On April 26, 2018, the USPTO issued a one-page guidance document on the impact of the Supreme Court’s recent decision, SAS Institute Inc. v. Iancu, on AIA trial proceedings.

As has been widely reported, SAS reversed the PTAB’s long-standing practice of deciding institution of IPR challenges on a claim-by-claim basis. Now, the decision whether to institute an IPR is an all-or-nothing choice, either requiring the denial of the entire petition, or institution and subsequent final written decision on all claims challenged in the petition.

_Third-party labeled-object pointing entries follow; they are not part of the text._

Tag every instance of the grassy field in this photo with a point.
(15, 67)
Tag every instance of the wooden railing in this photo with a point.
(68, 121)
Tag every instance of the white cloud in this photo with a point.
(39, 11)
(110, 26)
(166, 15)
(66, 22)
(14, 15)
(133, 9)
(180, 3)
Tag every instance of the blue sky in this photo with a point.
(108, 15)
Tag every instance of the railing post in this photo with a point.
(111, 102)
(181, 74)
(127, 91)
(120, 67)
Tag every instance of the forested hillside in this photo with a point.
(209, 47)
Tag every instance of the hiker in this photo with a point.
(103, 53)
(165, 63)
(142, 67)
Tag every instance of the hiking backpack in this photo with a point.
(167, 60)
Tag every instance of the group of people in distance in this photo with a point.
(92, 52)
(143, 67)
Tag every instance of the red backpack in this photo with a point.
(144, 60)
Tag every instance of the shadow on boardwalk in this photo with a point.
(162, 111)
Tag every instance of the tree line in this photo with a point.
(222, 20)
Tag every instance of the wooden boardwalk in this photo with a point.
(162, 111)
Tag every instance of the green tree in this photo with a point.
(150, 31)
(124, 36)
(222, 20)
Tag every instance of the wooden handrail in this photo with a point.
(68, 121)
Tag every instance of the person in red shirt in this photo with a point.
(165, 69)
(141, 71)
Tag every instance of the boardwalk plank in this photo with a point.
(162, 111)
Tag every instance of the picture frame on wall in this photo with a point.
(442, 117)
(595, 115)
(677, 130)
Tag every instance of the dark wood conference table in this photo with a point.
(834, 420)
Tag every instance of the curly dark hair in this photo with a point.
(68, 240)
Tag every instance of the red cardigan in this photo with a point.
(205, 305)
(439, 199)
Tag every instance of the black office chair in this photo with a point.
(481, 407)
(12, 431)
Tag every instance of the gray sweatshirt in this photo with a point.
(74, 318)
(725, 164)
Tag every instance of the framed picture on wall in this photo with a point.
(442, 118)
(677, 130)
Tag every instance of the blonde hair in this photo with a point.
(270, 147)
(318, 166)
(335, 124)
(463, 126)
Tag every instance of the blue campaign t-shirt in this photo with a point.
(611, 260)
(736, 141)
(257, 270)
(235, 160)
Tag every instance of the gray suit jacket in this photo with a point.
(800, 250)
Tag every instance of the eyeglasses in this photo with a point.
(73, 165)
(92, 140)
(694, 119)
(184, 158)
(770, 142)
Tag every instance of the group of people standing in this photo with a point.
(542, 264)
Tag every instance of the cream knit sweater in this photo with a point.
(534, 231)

According to the new guidance, the panel of judges in an IPR may issue an order supplementing the institution decision when necessary to institute on all challenges raised in the petition. When such an order is issued, the panel may take further action to manage the proceeding, including, for example, permitting additional time, briefing, discovery, or oral argument, depending on the circumstances and stage of the proceeding. For example, the response deadline for a Patent Owner Response might be extended to enable the Patent Owner to address any newly instituted claims.

Once the PTAB issues an order supplementing the institution decision, the PTAB expects the parties to meet and confer and then ask the PTAB for additional briefing and any adjustments to the trial schedule. Importantly, the guidance indicates that while the PTAB may act on its own, the parties should not expect additional briefing or schedule adjustments if they do not ask for them. As is customary, a conference call with the panel may be requested to address any disputes.

SAS has the potential for enormous impact on all stages of AIA proceedings, from pre-filing considerations through appeal. Thus, the USPTO’s short one-page guidance, issued one day after SAS was decided, should likely be viewed as preliminary guidance. It is expected that the USPTO will continue to refine its approach to this case in the coming weeks and months.